Partire per un Summer Camp all’estero per la prima volta è un’esperienza che mescola eccitazione e un pizzico di timore. Per Maria Vittoria, 15 anni, questa avventura a Barcellona è stata il suo primo viaggio all’estero da sola, e già dai primi momenti ha capito che sarebbe stata un’estate indimenticabile.

“È stato il terzo viaggio di questo tipo ma il primo all’estero, avere 15 anni e poter fare queste esperienze è bellissimo. Inizialmente ero un po’ preoccupata, ma appena sono arrivata all’aeroporto ho fatto subito amicizia,” racconta Maria Vittoria.
La magia dell’arrivo
Appena atterrata a Barcellona, la città l’ha accolta con il suo calore e il suo ritmo vibrante. Strade colorate, caffè affacciati sulle piazze, il profumo del mare e l’energia festaiola della città catalana hanno reso immediatamente speciale il suo primo contatto con l’estero.
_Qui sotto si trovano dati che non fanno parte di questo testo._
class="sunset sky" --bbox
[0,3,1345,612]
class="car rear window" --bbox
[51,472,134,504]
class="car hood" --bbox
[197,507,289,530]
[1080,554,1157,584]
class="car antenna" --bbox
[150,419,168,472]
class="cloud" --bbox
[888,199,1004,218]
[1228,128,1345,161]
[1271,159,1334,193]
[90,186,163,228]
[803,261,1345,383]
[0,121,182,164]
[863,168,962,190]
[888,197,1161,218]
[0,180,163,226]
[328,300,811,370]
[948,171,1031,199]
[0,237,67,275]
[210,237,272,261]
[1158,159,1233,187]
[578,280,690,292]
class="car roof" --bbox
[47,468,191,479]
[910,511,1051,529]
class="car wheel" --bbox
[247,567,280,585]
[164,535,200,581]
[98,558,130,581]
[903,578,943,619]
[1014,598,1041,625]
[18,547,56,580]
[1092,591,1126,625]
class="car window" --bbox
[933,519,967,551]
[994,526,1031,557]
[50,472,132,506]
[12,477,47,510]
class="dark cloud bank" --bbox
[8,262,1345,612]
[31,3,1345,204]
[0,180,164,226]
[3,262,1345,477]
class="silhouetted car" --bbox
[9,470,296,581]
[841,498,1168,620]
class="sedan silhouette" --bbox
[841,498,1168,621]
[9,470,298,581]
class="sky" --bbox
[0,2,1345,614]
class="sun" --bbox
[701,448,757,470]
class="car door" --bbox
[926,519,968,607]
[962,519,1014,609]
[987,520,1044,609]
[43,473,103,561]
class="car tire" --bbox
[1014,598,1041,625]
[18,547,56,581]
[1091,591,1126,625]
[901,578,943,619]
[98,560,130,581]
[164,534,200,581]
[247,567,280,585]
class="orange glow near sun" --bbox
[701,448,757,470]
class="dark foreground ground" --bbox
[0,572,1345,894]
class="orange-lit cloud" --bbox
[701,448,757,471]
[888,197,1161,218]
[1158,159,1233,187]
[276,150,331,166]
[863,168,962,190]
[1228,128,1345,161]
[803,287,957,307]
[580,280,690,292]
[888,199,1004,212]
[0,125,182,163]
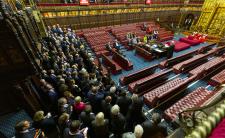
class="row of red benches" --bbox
[84,31,113,57]
[189,57,225,77]
[164,87,214,120]
[209,70,225,86]
[144,76,196,107]
[102,54,122,74]
[135,46,153,61]
[159,43,216,69]
[102,50,133,74]
[120,43,218,85]
[173,48,219,73]
[120,65,157,85]
[128,70,172,93]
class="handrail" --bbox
[37,2,203,7]
[178,92,225,127]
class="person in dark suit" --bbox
[116,91,132,116]
[165,41,175,59]
[110,105,126,138]
[152,113,167,138]
[142,120,155,138]
[101,96,112,119]
[33,111,59,138]
[15,120,35,138]
[58,113,71,136]
[63,120,87,138]
[126,94,145,131]
[92,112,109,138]
[80,105,95,128]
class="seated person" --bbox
[115,39,120,50]
[143,35,148,44]
[105,42,112,51]
[132,36,137,46]
[15,120,35,138]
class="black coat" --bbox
[116,96,132,116]
[92,119,109,138]
[126,98,145,131]
[80,111,95,128]
[142,120,167,138]
[33,118,59,138]
[101,100,112,119]
[111,113,126,137]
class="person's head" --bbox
[58,97,67,105]
[131,94,138,102]
[109,85,116,93]
[134,125,144,138]
[33,111,44,121]
[84,105,92,114]
[152,113,161,125]
[70,120,80,133]
[15,120,30,132]
[91,86,98,93]
[105,96,112,103]
[95,112,105,126]
[120,90,127,97]
[63,91,74,98]
[75,96,81,104]
[111,104,120,116]
[58,113,70,125]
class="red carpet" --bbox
[209,118,225,138]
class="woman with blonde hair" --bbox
[33,111,59,138]
[92,112,109,138]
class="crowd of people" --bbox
[15,25,167,138]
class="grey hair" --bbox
[134,124,144,138]
[95,112,105,126]
[111,104,120,115]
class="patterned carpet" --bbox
[0,110,32,138]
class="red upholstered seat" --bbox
[189,57,225,75]
[128,70,171,93]
[112,50,133,70]
[171,41,191,52]
[179,37,201,46]
[143,76,196,107]
[164,87,214,120]
[210,70,225,86]
[173,48,219,73]
[102,54,122,74]
[120,65,157,85]
[135,46,152,61]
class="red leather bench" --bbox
[189,57,225,77]
[159,35,173,42]
[128,69,172,93]
[173,48,223,73]
[164,87,213,120]
[209,70,225,86]
[120,65,158,85]
[112,50,133,70]
[159,50,197,69]
[179,37,201,46]
[144,76,196,107]
[102,54,122,74]
[135,46,152,61]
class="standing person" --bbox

“Bellissimo. Stupendo. Un’emozione unica. Vederla dalle foto e poi stare davvero lì è bellissimo.” racconta con grande entusiasmo.
Barcellona non è solo un quadro di colori e suoni: ogni angolo racconta una storia, e per i ragazzi del Summer Camp ogni passo diventa un’occasione per scoprire il mondo insieme a nuovi amici.
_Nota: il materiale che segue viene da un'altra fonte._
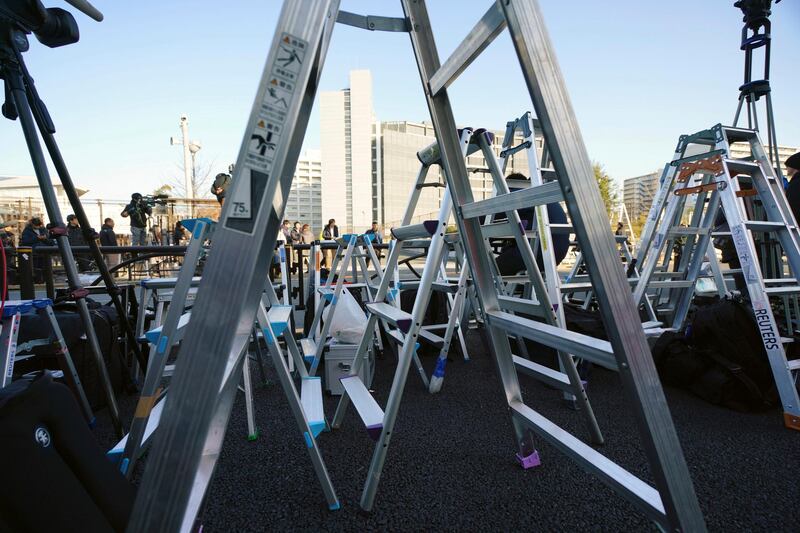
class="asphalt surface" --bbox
[96,332,800,532]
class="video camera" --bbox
[139,194,169,207]
[0,0,103,52]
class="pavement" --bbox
[89,331,800,533]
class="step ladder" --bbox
[634,125,800,430]
[128,0,704,533]
[0,298,96,427]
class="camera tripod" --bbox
[0,13,131,437]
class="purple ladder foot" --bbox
[517,450,542,470]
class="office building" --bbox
[320,70,375,231]
[283,150,328,235]
[622,170,662,223]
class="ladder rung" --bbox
[461,181,564,218]
[144,311,192,345]
[764,285,800,296]
[667,226,711,237]
[340,376,383,440]
[486,311,617,370]
[267,305,292,336]
[561,281,592,292]
[300,338,317,363]
[725,159,761,177]
[106,396,166,457]
[300,376,326,438]
[367,302,412,333]
[509,401,664,523]
[744,220,789,233]
[392,220,439,241]
[512,355,572,391]
[497,296,545,318]
[722,126,756,144]
[647,279,694,289]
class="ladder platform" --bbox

Dalla città all’aula: esperienze uniche
Il Summer Camp a Barcellona è organizzato per alternare momenti di apprendimento a esperienze di svago. Ogni giornata di Maria Vittoria iniziava con una lezione di spagnolo con un metodo di pratica interattiva che trasforma lo studio in un’esperienza concreta e divertente. Nel pomeriggio, escursioni e attività di gruppo permettevano di esplorare la città, vivere la cultura locale e sperimentare nuove emozioni.
“La giornata tipo prevedeva scuola la mattina e escursioni nel pomeriggio. Alla fine abbiamo ritirato anche il nostro attestato di lingua! I weekend erano dedicati al mare e al relax, ma non mancavano mai le attività di gruppo.”
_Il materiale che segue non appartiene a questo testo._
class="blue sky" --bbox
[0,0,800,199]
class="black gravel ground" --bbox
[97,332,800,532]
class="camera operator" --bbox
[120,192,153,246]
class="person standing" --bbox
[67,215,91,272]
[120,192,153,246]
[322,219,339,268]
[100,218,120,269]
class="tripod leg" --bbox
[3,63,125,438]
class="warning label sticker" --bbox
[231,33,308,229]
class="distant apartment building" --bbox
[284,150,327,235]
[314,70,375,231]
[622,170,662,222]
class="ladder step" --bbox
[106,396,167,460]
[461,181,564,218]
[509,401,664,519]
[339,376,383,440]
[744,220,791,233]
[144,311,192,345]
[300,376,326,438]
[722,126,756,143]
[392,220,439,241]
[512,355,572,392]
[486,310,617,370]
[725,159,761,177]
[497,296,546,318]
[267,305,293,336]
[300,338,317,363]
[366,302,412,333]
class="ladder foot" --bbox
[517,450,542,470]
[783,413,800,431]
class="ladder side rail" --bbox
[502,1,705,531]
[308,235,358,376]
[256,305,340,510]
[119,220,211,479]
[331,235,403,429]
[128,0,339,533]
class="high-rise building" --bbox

Tra le sue esperienze preferite ci sono state le giornate al parco acquatico, la visita alla Sagrada Familia e passeggiate tra i vicoli della città.

Nuove amicizie e prime scoperte
Partecipare a un Summer Camp all’estero significa anche confrontarsi con una nuova lingua, incontrare coetanei provenienti da tutto il mondo e costruire amicizie che resteranno nel tempo. Maria Vittoria non ha perso tempo: all’aeroporto aveva già stretto i primi legami.
“All’aeroporto ho legato con due ragazze sedute vicino a me. Subito abbiamo fatto amicizia,” racconta sorridendo.
Il Summer Camp permette anche di sperimentare la vita in gruppo, imparando a gestire la convivenza e ad apprezzare dei momenti per se stessi. Non mancano occasioni per rilassarsi o dedicarsi a hobby e nuove scoperte: Maria Vittoria ha assaggiato per la prima volta la paella, imparato lo spagnolo e condiviso risate e racconti con il suo gruppo.
Il ricordo di Barcellona

Ogni Summer Camp crea ricordi che restano scolpiti nella memoria. Per Maria Vittoria, la combinazione di attività, esplorazioni e momenti di condivisione ha reso Barcellona un’esperienza unica.
“È stato meglio di come lo immaginavo. Tutte le cose vissute con i ragazzi non me le dimenticherò mai. Sicuramente tornerò a casa cambiata, con più responsabilità e contenta di questa esperienza: credo che abbia riempito tantissimo il mio bagaglio culturale.”
Barcellona non è solo una meta turistica: per chi partecipa al Summer Camp diventa un luogo di crescita personale.
Consigli per chi vuole partire
Per chi desidera vivere la stessa esperienza, il consiglio di Maria Vittoria è semplice: lasciarsi andare, avere curiosità e approfittare di ogni momento. Il Summer Camp non è solo un viaggio: è una scuola di vita, un’occasione per crescere e tornare a casa con occhi diversi sul mondo.